How To Build a Web Spider On Linux
IdaAshley writes, "Web spiders are software agents that traverse the Internet gathering, filtering, and potentially aggregating information for a user. This article shows you how to build spiders and scrapers for Linux to crawl a Web site and gather information, stock data, in this case. Using common scripting languages and their collection of Web modules, you can easily develop Web spiders."
Some websites do not have good search functionality. Sometimes it's an area that Google doesn't crawl (robots.txt and such), and sometimes I'm looking for something very, very specific.
Regardless, I do, in fact, build spiders. For instance, in an MMO I play, all users can have webpages, so it's very useful to have a spider as part of a clan/guild/whatever to crawl the webpages looking for users who have illegal items and such. In a more general way, there is a third-party site which collects vital statistics of everyone who puts those in their user page, so you can get lists of the most powerful people in the game, the richest people, etc.

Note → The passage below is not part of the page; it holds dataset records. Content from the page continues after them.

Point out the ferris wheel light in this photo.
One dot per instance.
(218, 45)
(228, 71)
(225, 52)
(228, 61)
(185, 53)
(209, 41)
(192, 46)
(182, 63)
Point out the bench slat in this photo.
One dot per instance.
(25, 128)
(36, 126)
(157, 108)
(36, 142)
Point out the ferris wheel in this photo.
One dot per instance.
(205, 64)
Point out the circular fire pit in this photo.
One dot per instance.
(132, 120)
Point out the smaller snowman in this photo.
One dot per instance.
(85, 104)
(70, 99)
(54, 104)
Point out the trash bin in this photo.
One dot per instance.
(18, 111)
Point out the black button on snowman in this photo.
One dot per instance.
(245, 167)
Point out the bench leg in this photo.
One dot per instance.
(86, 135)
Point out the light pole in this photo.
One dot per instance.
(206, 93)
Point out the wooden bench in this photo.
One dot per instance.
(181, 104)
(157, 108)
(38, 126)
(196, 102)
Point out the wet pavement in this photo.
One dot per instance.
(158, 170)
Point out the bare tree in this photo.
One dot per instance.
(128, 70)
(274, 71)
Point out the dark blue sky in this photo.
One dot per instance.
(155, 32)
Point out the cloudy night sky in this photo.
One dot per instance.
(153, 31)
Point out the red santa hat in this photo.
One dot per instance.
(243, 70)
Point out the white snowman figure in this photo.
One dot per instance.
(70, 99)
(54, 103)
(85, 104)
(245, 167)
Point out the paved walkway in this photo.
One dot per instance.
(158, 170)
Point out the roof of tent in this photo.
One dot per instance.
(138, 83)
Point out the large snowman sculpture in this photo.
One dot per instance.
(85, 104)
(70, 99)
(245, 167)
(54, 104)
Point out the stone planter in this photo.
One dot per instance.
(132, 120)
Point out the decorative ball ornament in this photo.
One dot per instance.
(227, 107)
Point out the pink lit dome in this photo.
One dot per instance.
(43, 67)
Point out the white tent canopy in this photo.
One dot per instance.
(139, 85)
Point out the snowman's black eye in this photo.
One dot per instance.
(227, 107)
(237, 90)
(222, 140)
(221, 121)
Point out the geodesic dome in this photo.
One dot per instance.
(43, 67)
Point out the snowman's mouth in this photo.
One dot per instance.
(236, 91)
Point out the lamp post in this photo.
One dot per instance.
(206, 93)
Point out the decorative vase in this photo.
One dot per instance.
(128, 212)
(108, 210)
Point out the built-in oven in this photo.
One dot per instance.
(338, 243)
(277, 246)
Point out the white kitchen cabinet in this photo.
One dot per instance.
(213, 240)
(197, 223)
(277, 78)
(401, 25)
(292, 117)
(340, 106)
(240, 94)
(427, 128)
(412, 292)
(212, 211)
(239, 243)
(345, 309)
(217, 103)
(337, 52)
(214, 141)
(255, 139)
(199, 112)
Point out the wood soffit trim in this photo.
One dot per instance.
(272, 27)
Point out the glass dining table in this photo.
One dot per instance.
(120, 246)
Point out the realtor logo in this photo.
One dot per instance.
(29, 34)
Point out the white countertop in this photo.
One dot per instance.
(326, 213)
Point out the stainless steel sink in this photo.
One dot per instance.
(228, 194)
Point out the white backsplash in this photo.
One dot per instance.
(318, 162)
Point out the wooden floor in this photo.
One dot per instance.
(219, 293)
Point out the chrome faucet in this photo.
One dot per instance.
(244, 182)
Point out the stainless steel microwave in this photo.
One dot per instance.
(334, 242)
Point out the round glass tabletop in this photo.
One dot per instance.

Don't thank God, thank a doctor!
Maybe because they don't know the first thing about efficiency? You'd be surprised how much programmers don't know/care about efficiency. Once, incidentilly also on a crawler (student project), I improved the function reading a tree of URL's from 1 hour(!) to 0.1second! The guy tested it on an example with 10 URL's and it worked, but his implementation was O(n^2) and involved copying huge amounts of memory each step. Don't ask me how he thought this would be scalable.
"It's too bad that stupidity isn't painful." - Anton LaVey
I know, I know. Flame me. But I found Heritrix http://crawler.archive.org/ is a very polished package. Used it for my Masters research, and found that it is very extensible. Useful if you are doing real crawling, ie not concentrating on one site.
PHP lightweight? Ha!
The PHP interpreter is over 5 megabytes in size. And it isn't thread-safe. That's a lot of memory overhead for a program that's going to be blocking on I/O most of the time, seeing how you'll have to fork() a new process for each new "thread" you want.
Also, languages like Perl and Python have binaries that are about 1 megabyte in size. Now, while they'll probably need to load in extra files for most practical applications, these extra files are typically small. Most importantly, Perl and Python are thread-safe.
Perl, for example, includes libraries such as Thread::Queue, which allows you to very easily create a threading model with worker threads, without having to worry too much about condition variables, mutexes, and the like.
Disclaimer: All measurements done on x86 Debian Linux.
I couldn't resist - in Ruby, using the beautiful (but much understated) hpricot library:
doc = Hpricot(open(html_document))(doc/"a").each { |a| puts a.attributes['href'] }
Check it out - I've been using it for a project, and it's really fast and really easy to use (supports both xpath and css for parsing links). For spidering you should check out the ruby mechanize library (which is like perl's www-mechanize, but also uses hpricot, making parsing the returned document much easier).